La Fameuse Invasion des ours en Sicile, c’est à la base un conte de Dino Buzzati, écrivain italien bien connu pour Le Désert des tartares. C’est maintenant un dessin animé signé de la main d’un des maîtres du 9e art, Lorenzo Mattotti. L’histoire raconte comment Tonio, le fils du roi des ours, est enlevé par des chasseurs dans les montagnes de Sicile et comment l’empereur décide alors d’envahir la plaine où habitent les hommes afin de sauver son rejeton.
Rencontre avec Lorenzo Mattotti, artiste de grand talent qui a mis des années à peaufiner ce long métrage d’animation aux couleurs lumineuses et aux personnages animaliers attachants.

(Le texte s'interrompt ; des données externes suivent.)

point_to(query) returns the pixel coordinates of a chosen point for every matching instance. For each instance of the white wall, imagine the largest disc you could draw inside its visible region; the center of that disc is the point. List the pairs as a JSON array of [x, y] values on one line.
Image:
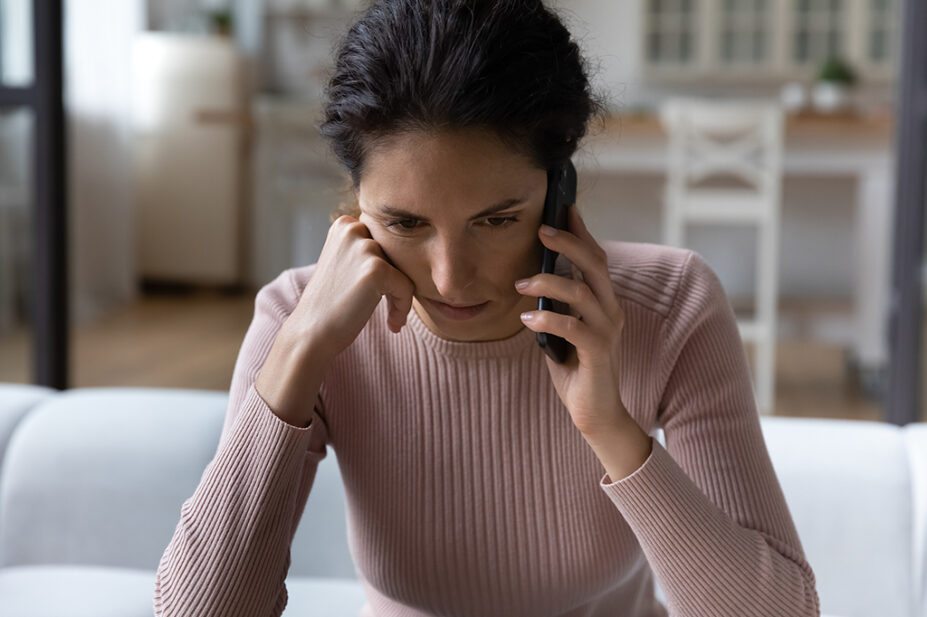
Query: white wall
[[98, 35]]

Le Clap : Votre film est l’adaptation du conte La Fameuse Invasion de la Sicile par les ours (NDLR : titre légèrement différent de celui du film) de Dino Buzzati datant de 1945. C’est un conte qui a marqué votre enfance italienne?
Lorenzo Mattotti : Oh oui. Ça a été une grande inspiration et pour le texte et pour les illustrations. On connaît peu le talent de dessinateurs de Buzzati qui a, de plus, une façon unique de raconter des histoires. Mon dessin animé est parti de son univers littéraire et graphique.
Le Clap : Dans le dessin animé Peur(s) du noir,œuvre collective sortie en 2007, vous étiez plusieurs artistes à travailler sur vos différentes parties. Avec cette adaptation, vous étiez seul aux commandes. Le défi était plus grand, plus lourd inévitablement?
LM : Oui vraiment. J’ai passé cinq ans à travailler sur ce film et pour moi c’est très long. Mais c’était important d’arriver à ce résultat, une grande histoire conçue pour les jeunes. À la base, il y avait un bel intérêt de ma part et des producteurs, soit la question de faire en sorte que ce patrimoine italien ne tombe pas dans l’oubli. Et dans la facture visuelle du film, c’était important d’avoir quelque chose d’intemporel. Et même dans le récit aussi. Les jeunes sont ouverts à ça. Il faut leur faire connaître les grands classiques.
Le Clap : Le budget de votre long métrage est de 11 millions d’euros. Dans le domaine de l’animation, c’est peu, non?
LM : Ça peut paraître beaucoup pour un film européen mais oui, pour un dessin animé de ce type, c’est peu. Nos personnages sont en 2D d’ailleurs. C’est évidemment moins cher, mais heureusement, le budget sert à s’entourer d’une belle bande de collaborateurs dont plusieurs avaient travaillé sur La Tortue rouge. On a essayé tous ensemble de faire de ce dessin animé un grand spectacle pour le grand écran. Je suis très fier du résultat, mais ça a été une longue aventure.
Le Clap : Avez-vous envie d’en faire un autre ?
LM : Hum, si l’aventure justement ne durait que deux ans plutôt que cinq ou encore si j’avais 30 ans plutôt que le double, oui. Mais sinon, l’illustration m’attend et j’ai hâte de retourner dans mon atelier et de recommencer à faire de la peinture.
Le Clap : Quelles sont vos principales influences en illustration, en BD ou en dessins animés?
LM : Mes influences sont celles de quelques grands peintres comme Francis Bacon et aussi des dessinateurs de BD sud-américains impressionnistes. Il y a également Disney le visionnaire, Miyazaki, Yellow Submarine et Roland Topor qui ont été importants pour moi.
Le Clap : Le film est une coproduction entre la France et l’Italie. Comment va l’industrie italienne du cinéma actuellement?
LM : J’ai beau vivre en France, je sais que la situation n’est pas rose. Le cinéma italien s’est replié sur lui-même depuis plusieurs années. En gros, le cinéma italien actuel se limite aux comédies populaires qui ne s’exportent pas vraiment. Mais heureusement il y a quand même Garrone, Sorrentino, Moretti et Pietro Marcello qui font des films très intéressants.
La Fameuse Invasion des ours en Sicile sera à l’affiche au Clap dès le 28 février.
Cette entrevue a été réalisée sur invitation, dans le cadre de la 22e édition des Rendez-vous du cinéma d’UniFrance 2020, à Paris.